To make the icing measure the malted chocolate drink powder into a bowl add the hot milk and mix until smooth. Grease 2 x 20cm 8 push sandwich tins. Preheat the oven to 180c350fgas 4 and grease and line two 20cm8in sandwich tins with baking parchment.
Plus theres double cream in it to make the texture light and fluffy meaning you can eat a little bit more. Store in a round freezer proof container about 25cm 1in bigger than the diameter of the cake. Sit the cake on the inside of the lid and place the container over the top.
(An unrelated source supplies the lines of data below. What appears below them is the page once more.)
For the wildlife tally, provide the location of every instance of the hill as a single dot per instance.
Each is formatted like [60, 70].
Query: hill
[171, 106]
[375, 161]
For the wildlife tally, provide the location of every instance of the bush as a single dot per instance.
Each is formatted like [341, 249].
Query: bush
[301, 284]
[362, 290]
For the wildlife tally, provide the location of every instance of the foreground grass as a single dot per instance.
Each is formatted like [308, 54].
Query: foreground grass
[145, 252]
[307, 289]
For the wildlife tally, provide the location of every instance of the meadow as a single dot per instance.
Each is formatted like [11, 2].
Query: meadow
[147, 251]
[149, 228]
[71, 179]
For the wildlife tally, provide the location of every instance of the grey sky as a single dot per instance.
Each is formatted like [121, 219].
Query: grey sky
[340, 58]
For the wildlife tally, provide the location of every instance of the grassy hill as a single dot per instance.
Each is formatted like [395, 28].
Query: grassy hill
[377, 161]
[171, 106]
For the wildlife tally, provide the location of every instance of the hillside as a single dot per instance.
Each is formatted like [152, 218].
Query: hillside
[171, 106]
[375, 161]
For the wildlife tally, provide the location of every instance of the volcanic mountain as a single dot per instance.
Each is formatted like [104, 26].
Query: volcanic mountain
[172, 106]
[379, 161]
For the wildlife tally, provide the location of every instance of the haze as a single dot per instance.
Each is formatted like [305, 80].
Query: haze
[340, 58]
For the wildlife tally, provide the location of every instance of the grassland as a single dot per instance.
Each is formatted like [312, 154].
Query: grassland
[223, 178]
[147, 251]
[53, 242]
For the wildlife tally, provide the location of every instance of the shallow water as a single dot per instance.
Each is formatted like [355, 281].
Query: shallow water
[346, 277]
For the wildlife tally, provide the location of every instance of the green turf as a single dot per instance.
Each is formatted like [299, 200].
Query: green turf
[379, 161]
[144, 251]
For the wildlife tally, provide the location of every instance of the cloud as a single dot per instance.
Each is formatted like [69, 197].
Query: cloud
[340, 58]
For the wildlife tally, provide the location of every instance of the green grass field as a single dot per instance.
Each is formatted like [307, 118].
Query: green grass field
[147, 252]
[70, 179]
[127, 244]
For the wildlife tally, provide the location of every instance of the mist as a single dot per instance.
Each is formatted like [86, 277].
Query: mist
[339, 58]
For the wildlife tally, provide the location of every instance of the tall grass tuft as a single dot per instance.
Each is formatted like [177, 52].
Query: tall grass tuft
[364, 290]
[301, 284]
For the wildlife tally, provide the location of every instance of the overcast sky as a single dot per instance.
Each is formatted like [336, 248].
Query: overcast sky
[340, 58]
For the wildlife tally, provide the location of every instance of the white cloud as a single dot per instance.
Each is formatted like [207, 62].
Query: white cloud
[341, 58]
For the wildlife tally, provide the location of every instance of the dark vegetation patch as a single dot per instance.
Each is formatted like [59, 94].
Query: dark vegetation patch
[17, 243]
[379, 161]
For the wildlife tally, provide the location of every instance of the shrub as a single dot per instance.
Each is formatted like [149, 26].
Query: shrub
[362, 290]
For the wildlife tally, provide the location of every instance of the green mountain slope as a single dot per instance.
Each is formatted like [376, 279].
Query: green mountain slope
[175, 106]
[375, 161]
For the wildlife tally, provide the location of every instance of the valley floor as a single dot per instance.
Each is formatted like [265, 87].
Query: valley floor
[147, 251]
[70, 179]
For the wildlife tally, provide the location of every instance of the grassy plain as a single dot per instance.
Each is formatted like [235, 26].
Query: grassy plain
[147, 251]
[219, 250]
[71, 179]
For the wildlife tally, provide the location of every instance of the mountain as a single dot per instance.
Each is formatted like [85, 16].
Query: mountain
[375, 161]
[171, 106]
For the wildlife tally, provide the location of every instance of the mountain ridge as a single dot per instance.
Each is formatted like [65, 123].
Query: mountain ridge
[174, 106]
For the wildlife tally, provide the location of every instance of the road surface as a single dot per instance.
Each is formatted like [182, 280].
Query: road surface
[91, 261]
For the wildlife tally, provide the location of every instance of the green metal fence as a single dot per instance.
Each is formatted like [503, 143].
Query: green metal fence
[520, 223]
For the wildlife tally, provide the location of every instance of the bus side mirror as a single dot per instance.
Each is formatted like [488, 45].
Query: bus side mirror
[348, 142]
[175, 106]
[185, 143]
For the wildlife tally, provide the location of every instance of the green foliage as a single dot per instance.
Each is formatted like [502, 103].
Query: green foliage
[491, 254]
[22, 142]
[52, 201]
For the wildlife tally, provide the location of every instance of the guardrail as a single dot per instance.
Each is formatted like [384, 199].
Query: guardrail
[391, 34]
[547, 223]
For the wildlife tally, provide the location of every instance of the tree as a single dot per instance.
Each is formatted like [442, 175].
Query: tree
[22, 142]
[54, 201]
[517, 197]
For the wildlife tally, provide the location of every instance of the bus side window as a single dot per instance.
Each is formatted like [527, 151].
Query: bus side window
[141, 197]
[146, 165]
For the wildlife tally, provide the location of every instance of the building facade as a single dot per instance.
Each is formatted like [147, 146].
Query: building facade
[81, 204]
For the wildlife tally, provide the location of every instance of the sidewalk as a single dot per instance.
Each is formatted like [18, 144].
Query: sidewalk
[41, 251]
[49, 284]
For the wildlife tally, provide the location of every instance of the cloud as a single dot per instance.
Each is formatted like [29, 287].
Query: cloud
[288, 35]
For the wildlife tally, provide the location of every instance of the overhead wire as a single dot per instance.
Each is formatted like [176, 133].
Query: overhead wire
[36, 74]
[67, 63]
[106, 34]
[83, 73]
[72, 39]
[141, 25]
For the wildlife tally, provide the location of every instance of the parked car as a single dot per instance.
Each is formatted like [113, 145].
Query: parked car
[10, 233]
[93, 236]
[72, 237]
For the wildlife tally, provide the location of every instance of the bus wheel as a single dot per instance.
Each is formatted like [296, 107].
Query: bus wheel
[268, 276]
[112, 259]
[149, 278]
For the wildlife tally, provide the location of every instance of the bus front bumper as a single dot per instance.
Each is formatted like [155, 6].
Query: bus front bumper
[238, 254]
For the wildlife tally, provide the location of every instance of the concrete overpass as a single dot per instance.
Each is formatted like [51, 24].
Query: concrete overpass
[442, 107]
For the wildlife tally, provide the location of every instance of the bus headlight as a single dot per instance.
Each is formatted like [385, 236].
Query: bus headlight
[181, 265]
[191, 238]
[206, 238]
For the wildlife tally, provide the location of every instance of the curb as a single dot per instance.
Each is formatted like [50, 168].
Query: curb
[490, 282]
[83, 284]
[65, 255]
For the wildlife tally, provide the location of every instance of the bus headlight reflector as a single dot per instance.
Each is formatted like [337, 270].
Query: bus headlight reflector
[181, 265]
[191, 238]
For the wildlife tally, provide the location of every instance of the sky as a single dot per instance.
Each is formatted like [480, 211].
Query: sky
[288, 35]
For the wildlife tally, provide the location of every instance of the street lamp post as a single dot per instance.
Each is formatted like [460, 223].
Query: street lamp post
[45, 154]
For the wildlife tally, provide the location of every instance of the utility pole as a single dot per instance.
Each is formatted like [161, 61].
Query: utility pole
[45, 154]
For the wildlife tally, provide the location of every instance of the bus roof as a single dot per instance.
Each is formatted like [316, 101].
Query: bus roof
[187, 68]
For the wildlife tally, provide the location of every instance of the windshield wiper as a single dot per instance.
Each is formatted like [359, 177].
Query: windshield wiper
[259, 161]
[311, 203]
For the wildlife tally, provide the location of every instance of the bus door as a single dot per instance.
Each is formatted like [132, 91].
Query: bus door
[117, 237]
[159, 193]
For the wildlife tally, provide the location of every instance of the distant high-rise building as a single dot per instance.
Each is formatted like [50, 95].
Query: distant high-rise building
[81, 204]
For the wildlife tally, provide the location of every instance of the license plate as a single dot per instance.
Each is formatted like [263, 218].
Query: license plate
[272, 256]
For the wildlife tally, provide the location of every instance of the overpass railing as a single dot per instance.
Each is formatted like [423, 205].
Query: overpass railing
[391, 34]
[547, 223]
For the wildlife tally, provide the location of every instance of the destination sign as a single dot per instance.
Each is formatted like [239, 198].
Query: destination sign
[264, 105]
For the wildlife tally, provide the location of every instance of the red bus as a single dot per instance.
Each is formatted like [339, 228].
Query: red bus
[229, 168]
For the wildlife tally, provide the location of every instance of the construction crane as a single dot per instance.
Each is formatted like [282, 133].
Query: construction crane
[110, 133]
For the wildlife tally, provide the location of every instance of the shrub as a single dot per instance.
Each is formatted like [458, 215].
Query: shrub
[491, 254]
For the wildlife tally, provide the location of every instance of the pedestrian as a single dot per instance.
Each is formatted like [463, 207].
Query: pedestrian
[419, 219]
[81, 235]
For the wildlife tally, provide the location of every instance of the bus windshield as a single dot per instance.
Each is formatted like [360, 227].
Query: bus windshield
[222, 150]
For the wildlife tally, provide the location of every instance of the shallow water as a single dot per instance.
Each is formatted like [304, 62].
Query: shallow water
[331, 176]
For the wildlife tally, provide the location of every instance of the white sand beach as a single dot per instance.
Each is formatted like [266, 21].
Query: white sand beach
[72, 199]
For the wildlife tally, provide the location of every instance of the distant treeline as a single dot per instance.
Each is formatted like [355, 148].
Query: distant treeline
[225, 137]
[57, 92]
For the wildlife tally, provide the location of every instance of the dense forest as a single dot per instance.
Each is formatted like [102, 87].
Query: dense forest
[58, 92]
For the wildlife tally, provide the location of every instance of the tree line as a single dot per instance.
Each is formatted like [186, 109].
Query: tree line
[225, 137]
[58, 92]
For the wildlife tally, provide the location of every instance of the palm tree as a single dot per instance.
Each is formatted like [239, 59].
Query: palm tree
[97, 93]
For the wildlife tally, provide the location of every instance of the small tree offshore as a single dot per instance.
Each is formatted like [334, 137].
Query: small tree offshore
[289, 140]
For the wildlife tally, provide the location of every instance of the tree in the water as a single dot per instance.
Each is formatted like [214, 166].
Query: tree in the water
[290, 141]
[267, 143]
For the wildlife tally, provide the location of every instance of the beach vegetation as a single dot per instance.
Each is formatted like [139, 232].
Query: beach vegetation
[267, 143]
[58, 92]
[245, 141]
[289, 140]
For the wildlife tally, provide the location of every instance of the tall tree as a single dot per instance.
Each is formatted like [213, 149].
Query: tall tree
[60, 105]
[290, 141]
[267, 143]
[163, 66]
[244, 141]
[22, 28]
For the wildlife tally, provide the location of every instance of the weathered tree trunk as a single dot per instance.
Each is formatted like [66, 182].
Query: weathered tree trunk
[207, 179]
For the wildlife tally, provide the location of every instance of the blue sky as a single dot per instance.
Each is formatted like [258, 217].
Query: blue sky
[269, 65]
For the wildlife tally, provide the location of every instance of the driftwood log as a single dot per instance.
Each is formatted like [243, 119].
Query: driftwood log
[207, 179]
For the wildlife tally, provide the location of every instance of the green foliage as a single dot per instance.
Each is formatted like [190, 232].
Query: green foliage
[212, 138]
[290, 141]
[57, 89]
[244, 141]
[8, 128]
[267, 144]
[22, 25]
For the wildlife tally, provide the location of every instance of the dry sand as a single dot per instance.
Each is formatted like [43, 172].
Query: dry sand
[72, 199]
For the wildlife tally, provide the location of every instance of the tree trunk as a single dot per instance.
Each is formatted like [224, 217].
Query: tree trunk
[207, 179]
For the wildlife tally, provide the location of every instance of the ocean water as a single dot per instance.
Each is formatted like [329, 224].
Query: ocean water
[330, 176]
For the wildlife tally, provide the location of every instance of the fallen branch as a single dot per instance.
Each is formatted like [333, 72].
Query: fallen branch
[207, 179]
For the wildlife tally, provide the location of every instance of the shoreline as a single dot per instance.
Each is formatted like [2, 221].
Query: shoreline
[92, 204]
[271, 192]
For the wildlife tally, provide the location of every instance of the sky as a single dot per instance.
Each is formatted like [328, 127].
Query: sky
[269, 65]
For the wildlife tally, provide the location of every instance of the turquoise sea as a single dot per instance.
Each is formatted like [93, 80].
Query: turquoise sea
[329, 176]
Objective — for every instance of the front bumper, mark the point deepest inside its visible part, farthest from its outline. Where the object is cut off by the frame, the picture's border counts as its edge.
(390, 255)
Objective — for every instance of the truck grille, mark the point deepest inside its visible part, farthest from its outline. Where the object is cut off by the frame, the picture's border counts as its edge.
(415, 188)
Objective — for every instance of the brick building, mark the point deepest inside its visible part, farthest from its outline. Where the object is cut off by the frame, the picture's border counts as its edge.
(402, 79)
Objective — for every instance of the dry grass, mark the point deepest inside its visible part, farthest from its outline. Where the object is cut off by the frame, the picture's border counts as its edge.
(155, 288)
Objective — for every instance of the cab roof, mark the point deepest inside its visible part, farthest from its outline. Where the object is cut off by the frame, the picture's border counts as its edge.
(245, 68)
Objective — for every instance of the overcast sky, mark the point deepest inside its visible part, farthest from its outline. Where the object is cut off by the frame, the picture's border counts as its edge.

Beat together the eggs flour caster sugar butter and baking powder until smooth in a large mixing bowl. Its sticky but light in texture not too dense. Get the recipe for mary berrys delicious chocolate cake here.
For the icing and filling measure the chocolate and cream together in a bowl and stand the bowl over a pan of simmering water for approx 10 mins until melted. Add the butter icing sugar and melted chocolate and mix again until smooth then add the boiling water to give a gloss to the icing. Bake in the pre heated oven for about 25 30 mins until well risen and shrinking away from the sides of the tin and springy to the touch.